Wer heuer nach München zur Theresienwiese reist, trifft auf deutlich höhere Kosten: Eine Analyse von mehr als 2.000 Hotelangeboten und die aktuellen Getränke‑Preise zeigen, dass die Wiesn 2026 sowohl Übernachtung als auch Konsum verteuert sind. Die Untersuchung stellt die durchschnittlichen Preise während des Oktoberfests denen gewöhnlicher Wochenenden gegenüber.
Deutlicher Preissprung bei Übernachtungen
Die mittleren Zimmerpreise während der Festtage liegen bei 502,52 € pro Nacht. An anderen untersuchten Wochenenden betrug der Durchschnitt dagegen nur 224,91 €. Das entspricht einem Aufschlag von 277,61 € beziehungsweise einem Anstieg von 123 Prozent. Kurz gesagt: Für eine Nacht in einem Hotel zahlt man zur Wiesn mehr als doppelt so viel wie an einem normalen Wochenende.

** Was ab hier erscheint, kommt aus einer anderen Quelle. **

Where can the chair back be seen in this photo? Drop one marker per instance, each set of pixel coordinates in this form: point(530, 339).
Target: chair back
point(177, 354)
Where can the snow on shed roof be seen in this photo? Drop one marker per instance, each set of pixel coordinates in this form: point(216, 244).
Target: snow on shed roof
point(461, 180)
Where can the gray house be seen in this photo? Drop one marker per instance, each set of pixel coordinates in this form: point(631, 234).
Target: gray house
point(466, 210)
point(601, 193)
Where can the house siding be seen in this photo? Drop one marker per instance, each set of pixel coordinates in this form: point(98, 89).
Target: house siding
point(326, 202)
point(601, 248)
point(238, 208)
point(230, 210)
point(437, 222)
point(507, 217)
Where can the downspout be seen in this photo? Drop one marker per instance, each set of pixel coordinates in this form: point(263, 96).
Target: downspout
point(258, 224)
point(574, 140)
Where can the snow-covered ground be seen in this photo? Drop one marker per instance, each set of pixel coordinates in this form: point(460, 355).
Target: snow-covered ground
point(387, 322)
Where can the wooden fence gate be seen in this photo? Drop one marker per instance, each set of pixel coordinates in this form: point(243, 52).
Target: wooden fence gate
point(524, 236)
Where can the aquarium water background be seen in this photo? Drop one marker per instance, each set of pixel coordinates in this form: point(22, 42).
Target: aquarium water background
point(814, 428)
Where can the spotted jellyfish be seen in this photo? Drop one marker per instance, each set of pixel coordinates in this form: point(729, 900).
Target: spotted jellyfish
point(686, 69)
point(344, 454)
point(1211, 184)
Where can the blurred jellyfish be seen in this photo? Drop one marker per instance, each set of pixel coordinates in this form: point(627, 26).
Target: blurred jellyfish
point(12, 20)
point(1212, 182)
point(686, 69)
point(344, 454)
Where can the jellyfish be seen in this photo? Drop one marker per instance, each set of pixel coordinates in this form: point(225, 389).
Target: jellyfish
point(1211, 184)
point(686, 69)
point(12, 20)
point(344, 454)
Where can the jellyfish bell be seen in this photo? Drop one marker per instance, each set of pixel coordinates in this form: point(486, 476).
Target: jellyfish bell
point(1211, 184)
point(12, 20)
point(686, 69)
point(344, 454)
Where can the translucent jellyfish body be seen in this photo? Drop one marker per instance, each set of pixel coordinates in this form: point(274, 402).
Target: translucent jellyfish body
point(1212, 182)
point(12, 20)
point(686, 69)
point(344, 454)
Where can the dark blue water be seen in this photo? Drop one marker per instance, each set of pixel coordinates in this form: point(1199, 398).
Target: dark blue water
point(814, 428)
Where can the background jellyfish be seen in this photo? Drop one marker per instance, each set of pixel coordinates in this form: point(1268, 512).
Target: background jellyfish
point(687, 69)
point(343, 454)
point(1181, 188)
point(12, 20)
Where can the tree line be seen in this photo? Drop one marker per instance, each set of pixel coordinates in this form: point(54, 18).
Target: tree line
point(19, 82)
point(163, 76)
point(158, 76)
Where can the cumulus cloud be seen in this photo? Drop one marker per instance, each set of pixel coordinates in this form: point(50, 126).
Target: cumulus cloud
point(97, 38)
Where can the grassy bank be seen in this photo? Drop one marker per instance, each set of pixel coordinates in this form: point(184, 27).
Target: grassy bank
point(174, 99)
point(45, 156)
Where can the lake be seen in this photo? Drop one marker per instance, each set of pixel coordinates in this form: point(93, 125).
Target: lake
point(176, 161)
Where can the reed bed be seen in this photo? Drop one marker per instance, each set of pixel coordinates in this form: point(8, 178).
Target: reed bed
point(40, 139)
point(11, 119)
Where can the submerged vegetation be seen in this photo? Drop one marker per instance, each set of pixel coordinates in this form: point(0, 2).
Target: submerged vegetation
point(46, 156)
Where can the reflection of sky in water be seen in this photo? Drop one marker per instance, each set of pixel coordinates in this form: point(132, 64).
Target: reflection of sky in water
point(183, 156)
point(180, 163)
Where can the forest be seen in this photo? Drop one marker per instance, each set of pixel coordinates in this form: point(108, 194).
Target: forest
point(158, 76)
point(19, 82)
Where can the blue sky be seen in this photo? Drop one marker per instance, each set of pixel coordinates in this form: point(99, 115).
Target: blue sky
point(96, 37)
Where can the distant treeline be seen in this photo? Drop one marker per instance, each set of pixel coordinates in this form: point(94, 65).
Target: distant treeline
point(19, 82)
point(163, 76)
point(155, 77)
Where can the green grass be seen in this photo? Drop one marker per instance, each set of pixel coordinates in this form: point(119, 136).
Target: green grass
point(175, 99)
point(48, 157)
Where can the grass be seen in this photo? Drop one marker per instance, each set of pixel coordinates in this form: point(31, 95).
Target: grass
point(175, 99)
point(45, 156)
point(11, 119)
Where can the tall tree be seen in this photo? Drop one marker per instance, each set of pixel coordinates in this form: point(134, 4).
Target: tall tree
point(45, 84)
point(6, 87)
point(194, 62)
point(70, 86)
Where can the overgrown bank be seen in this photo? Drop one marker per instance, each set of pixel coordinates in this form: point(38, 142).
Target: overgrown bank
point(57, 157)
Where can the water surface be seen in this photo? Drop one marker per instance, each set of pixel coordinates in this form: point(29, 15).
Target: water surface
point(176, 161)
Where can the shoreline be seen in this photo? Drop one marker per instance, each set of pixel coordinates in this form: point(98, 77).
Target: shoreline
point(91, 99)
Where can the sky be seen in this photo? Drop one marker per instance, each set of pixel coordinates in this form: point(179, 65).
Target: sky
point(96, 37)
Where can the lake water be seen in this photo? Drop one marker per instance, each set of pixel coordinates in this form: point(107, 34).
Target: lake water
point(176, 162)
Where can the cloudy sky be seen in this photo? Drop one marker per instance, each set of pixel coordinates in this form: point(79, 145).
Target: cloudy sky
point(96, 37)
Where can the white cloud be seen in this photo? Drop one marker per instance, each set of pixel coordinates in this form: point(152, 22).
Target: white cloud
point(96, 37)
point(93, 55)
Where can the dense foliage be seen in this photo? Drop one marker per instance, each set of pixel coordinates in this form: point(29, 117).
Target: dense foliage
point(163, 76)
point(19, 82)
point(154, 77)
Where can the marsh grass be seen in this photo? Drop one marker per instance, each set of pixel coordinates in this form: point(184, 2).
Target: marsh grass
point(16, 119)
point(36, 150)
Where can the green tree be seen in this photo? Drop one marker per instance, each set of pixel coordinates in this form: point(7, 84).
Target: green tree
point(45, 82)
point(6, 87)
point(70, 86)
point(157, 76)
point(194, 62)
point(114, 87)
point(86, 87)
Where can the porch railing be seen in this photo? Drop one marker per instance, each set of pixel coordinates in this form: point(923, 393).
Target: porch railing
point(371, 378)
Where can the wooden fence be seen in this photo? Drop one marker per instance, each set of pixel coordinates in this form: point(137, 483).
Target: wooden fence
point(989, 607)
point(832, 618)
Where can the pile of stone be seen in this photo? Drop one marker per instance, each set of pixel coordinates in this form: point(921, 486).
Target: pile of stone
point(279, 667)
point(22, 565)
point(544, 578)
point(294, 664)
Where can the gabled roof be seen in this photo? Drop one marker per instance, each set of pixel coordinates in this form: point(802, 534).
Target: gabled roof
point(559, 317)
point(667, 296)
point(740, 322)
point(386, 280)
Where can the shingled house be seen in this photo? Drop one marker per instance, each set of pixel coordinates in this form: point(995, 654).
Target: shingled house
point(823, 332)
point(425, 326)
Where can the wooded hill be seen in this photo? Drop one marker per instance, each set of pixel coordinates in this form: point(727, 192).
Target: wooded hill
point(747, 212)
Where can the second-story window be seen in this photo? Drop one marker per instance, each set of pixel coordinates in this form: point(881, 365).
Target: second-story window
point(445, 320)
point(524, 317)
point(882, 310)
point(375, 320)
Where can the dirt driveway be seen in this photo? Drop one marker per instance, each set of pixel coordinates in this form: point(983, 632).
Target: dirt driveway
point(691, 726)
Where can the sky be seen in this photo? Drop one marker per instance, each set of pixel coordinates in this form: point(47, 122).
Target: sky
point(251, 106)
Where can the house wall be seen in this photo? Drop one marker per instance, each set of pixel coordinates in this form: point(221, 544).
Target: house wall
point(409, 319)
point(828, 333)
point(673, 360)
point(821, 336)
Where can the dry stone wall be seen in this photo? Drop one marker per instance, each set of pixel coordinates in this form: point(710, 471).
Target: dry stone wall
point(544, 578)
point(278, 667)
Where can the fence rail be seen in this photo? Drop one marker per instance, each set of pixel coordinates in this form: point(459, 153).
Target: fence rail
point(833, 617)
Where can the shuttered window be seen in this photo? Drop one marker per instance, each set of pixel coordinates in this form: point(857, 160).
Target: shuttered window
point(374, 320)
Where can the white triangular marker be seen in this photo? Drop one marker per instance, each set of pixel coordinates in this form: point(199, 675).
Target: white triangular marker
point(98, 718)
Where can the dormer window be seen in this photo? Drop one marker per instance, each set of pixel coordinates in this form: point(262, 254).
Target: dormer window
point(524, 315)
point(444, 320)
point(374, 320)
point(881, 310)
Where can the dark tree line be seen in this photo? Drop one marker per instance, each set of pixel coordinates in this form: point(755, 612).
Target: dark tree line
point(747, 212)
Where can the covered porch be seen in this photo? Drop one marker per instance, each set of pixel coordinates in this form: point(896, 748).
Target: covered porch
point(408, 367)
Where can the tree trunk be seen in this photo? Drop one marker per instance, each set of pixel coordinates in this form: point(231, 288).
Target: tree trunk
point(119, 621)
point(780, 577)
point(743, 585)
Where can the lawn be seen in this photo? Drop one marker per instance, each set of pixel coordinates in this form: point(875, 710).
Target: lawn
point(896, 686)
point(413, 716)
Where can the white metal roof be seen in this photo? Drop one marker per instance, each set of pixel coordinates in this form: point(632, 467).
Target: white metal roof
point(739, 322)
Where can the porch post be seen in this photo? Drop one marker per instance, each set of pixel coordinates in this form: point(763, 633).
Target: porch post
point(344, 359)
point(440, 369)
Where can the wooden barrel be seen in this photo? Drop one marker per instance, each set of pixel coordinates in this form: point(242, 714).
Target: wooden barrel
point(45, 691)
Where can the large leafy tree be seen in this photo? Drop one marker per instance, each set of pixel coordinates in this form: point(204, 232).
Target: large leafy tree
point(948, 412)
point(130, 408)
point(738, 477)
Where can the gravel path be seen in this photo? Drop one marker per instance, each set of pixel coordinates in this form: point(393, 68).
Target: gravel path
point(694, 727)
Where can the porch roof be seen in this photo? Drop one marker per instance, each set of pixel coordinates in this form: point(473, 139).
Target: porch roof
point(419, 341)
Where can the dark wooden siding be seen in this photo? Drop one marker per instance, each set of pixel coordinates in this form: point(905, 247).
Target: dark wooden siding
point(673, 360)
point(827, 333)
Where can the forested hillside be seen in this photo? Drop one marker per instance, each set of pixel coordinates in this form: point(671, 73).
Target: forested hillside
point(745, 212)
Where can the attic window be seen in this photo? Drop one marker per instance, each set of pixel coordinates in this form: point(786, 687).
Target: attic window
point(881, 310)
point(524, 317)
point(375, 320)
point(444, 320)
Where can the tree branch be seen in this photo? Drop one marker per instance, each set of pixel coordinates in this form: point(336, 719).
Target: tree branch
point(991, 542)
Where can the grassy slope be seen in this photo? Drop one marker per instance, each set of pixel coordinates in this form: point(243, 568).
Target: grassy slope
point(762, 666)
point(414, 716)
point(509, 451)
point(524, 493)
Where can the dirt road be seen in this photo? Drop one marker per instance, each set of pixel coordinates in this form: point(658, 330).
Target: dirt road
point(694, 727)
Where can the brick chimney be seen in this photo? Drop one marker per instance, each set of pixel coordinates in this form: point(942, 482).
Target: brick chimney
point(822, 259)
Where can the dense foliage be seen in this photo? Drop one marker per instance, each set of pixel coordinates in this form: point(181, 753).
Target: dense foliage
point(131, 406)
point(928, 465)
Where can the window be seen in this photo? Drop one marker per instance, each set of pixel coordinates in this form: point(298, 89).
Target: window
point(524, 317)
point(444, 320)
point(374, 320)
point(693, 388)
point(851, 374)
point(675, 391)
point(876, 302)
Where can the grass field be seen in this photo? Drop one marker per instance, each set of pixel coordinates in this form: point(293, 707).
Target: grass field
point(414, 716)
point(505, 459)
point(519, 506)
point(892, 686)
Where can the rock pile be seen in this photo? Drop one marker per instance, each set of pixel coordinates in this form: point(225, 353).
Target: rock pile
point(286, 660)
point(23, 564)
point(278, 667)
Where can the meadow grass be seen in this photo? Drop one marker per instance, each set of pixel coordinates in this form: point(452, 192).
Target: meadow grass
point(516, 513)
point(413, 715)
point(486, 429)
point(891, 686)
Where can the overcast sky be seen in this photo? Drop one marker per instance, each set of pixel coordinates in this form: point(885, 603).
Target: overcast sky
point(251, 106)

| Zeitraum | Durchschnittspreis pro Nacht |
|---|---|
| Während der Wiesn | 502,52 € |
| Gewöhnliche Wochenenden | 224,91 € |
Getränke werden teurer — die Mass bleibt teuer
Auch an der Theresienwiese selbst steigen die Preise: Die Mass Bier kostet 2026 im Durchschnitt 15,61 €, mit einer Preisspanne je nach Zelt von 14,80 € bis 15,90 €. Besonders auffällig ist die Entwicklung bei Erfrischungsgetränken: Limonade liegt im Schnitt bei 12,47 € und ist damit gegenüber dem Vorjahr um 2,97 Prozent teurer geworden. Die Bierpreise kletterten im Vergleich zum Vorjahr um 2,38 Prozent.
„O’zapft is“
Konsequenzen für Reisende und Spartipps
Die Zahlen bedeuten für viele Besucherinnen und Besucher: Entweder höhere Reisekosten oder Anpassungen beim Programm. Praktische Hinweise, um die Gesamtkosten zu senken:
- Frühzeitig buchen: Auch wenn viele günstige Kontingente rasch weg sind, lohnt sich die Suche nach Alternativen ausserhalb Münchens und der direkten S‑Bahn‑Anschlüsse.
- Flexiblere Aufenthaltszeiten: Wer ein paar Tage früher anreist oder später abreist, findet oft deutlich niedrigere Raten.
- Alternative Unterkünfte prüfen: Ferienwohnungen, private Vermietungen oder Gasthäuser ausserhalb des Zentrums können sparen helfen.
- Anreise optimieren: Mit Regionalzügen oder Mitfahrgelegenheiten lassen sich Hotelkosten durch kürzere Aufenthalte entlasten.
- Budget für Verpflegung einplanen: Getränke vor Ort sind teuer — eine Jause davor oder danach reduziert die Ausgaben deutlich.
Einordnung und Ausblick
Die Erhebung basiert auf mehr als 2.000 ausgewerteten Hotelangeboten und dem Vergleich der aktuellen Getränkepreise mit denen des Vorjahres. Die Preisentwicklung spiegelt sowohl die anhaltend hohe Nachfrage zur Wiesn als auch allgemeine Kostensteigerungen wider. Für viele Besucher wird die Kostenfrage zentral: Wer das Fest erleben will, muss heuer entweder ein deutlich höheres Budget vorsehen oder seine Reise- und Aufenthaltstrategie anpassen.
Für Reisende aus Österreich empfiehlt es sich, früh zu planen, flexible Terminoptionen offen zu halten und mögliche Ausweichorte in Betracht zu ziehen. So bleibt der Wiesn‑Besuch trotz hoher Preise erreichbar — wenn auch mit Bewusstsein für die Mehrkosten.
Analyse: Auswertung von über 2.000 Hotelangeboten; Vergleich der Getränkepreise mit dem Vorjahr.